We all know that airfares are increasing. We can feel that we are paying much more to fly than we were a couple of years ago, or even twelve months ago. But exactly how much have airfares increased over the past couple of years, and why? We decided to try and find out by looking at some hard data, and came up with some interesting conclusions.

The one reason airlines cite most often for rising airfares is the increasing price of aviation turbine fuel (ATF). We plotted the average monthly one way fare for Delhi to Mumbai (arguably the most popular domestic sector in India) against the average monthly wholesale price index (WPI) of aviation turbine fuel, for the period between January 2009 and August 2012. And we did find a pretty strong correlation between the two, with a significant positive correlation coefficient of 0.67. But there’s more going on beneath the surface.
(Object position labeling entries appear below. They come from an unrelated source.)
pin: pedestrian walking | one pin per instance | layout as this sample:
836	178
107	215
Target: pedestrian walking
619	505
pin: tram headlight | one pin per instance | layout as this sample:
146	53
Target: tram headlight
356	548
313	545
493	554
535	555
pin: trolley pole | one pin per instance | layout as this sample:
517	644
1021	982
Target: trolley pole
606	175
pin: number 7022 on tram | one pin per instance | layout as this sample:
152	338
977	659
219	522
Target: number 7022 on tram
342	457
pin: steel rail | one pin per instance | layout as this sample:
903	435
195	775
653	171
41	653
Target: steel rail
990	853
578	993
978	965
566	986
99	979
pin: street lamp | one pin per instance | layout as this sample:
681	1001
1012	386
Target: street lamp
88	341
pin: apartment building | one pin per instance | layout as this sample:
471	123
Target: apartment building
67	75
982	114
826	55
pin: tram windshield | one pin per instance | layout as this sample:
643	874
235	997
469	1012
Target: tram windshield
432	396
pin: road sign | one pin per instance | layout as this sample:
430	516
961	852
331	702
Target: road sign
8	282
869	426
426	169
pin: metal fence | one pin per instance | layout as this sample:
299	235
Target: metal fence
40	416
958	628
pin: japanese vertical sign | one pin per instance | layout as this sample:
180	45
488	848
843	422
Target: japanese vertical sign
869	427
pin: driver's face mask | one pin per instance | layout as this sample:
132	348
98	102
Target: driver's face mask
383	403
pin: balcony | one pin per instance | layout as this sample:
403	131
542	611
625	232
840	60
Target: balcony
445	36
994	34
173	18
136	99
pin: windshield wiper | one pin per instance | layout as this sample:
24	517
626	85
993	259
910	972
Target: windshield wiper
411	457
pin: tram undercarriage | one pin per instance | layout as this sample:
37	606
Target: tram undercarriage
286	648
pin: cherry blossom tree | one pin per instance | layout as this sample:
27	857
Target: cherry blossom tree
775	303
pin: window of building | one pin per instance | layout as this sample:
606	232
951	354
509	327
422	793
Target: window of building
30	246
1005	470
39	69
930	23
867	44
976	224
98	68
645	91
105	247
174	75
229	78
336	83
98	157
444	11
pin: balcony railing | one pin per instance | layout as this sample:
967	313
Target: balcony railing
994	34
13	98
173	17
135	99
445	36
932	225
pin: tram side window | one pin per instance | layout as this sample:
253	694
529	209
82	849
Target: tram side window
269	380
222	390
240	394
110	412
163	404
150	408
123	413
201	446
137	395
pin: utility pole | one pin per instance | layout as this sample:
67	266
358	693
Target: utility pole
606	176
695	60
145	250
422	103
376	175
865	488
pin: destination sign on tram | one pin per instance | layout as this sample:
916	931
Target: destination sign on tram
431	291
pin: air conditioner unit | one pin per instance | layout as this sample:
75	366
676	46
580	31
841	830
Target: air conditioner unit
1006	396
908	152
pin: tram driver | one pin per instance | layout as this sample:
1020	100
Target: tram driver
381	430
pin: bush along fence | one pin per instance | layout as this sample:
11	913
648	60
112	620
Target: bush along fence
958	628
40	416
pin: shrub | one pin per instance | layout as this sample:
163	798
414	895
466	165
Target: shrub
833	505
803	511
We found three key shifts in airfare during this period – in October 2009, November 2011 and May 2012. And they mapped pretty neatly to three key events at these times, which had a significant and long-lasting effect on airfares. In September 2009, Jet Airways suffered a 5-day strike by nearly half of its pilots. The other airlines raked in the moolah at Jet Airways’ expense, by increasing ticket prices for last-minute flyers. In October 2009, the average Delhi-Mumbai one-way fare breached the Rs 4,000 mark. And although this was not the first time it did so, airfares have never fallen below Rs 4,000 since (except very briefly in July 2011). The COO of one airline summed it up nicely, saying “All the industry needs is for one major airline to go out of business, and the rest of us will be fine.”

Those words turned out to be particularly prescient, at least as far as airfares were concerned. Just over two years later, in November 2011, Kingfisher’s debt and karma caught up with the airline, and it started cutting capacity in earnest. Once again, the other airlines decided to make hay while the sun shines, and Delhi-Mumbai one-way fare crossed Rs 5,000, never to look back. With one major airline looking likely to go out of business, the others started being fine.
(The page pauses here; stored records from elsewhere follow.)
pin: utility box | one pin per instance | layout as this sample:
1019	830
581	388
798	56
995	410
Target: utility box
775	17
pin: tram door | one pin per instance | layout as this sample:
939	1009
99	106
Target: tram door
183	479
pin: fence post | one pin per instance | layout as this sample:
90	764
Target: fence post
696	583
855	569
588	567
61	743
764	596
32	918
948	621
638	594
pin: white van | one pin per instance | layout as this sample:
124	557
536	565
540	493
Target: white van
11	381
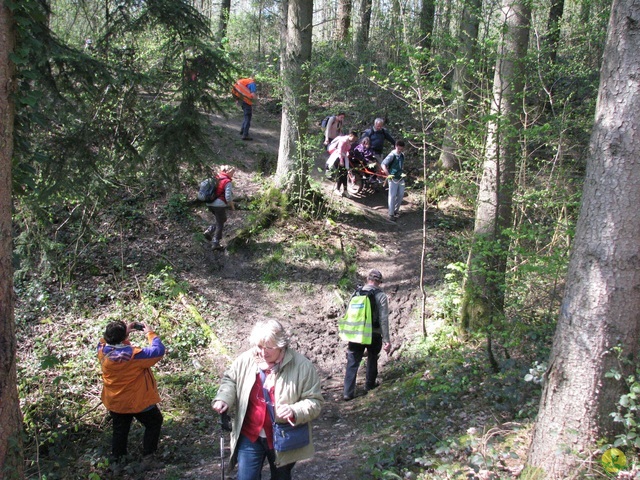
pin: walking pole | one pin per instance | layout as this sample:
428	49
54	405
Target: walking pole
225	426
222	456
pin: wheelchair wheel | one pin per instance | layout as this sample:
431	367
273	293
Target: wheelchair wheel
354	182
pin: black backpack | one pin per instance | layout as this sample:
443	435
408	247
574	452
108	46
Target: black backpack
208	188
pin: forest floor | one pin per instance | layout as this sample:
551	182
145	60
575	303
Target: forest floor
241	286
392	247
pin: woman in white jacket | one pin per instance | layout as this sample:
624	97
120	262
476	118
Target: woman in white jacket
293	386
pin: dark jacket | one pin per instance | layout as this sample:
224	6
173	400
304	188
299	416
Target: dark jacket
377	138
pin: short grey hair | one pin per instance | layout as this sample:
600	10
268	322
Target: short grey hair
269	331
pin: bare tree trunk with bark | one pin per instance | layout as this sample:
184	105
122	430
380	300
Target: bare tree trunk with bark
601	302
362	36
292	171
344	20
11	455
467	40
225	9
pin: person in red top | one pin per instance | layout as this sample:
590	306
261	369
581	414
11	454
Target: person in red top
245	92
129	388
293	385
338	160
223	200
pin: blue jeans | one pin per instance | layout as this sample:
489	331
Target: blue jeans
355	352
247	110
396	194
251	458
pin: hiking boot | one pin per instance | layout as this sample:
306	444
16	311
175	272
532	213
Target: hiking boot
368	388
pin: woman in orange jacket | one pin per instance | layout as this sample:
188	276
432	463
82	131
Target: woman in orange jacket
129	388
The next major bump to airfares came in May 2012, this time thanks to regulators, not airlines. That’s when the Airports Economic Regulatory Authority (AERA) decided to increase the user development fee payable at IGI Airport, New Delhi by 346 per cent. As a result, average fares touched Rs 7,000, and haven’t looked back since.
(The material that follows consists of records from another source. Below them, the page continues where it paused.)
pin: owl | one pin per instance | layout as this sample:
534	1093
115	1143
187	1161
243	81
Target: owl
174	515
So there you have it – a couple of supply shocks and a huge bump in UDF for Delhi are the biggest factors that have led to rising airfares on the Delhi-Mumbai route. We were curious about what effect, if any, these rising airfares are having on the seemingly relentless growth of air passenger traffic in India. And sure enough, we found a connection. In Jan-June 2010, total domestic air traffic in India grew by 22.67% over the corresponding period in 2009. This growth rate slipped to 17% in Jan-June 2011. And in Jan-June 2012, domestic air traffic grew by only 3.56% compared to the same period last year. Of course, correlation does not necessarily imply causation. But considering that aviation contributes as much as 1.5% of our GDP, all of this is certainly not good news for the Indian economy.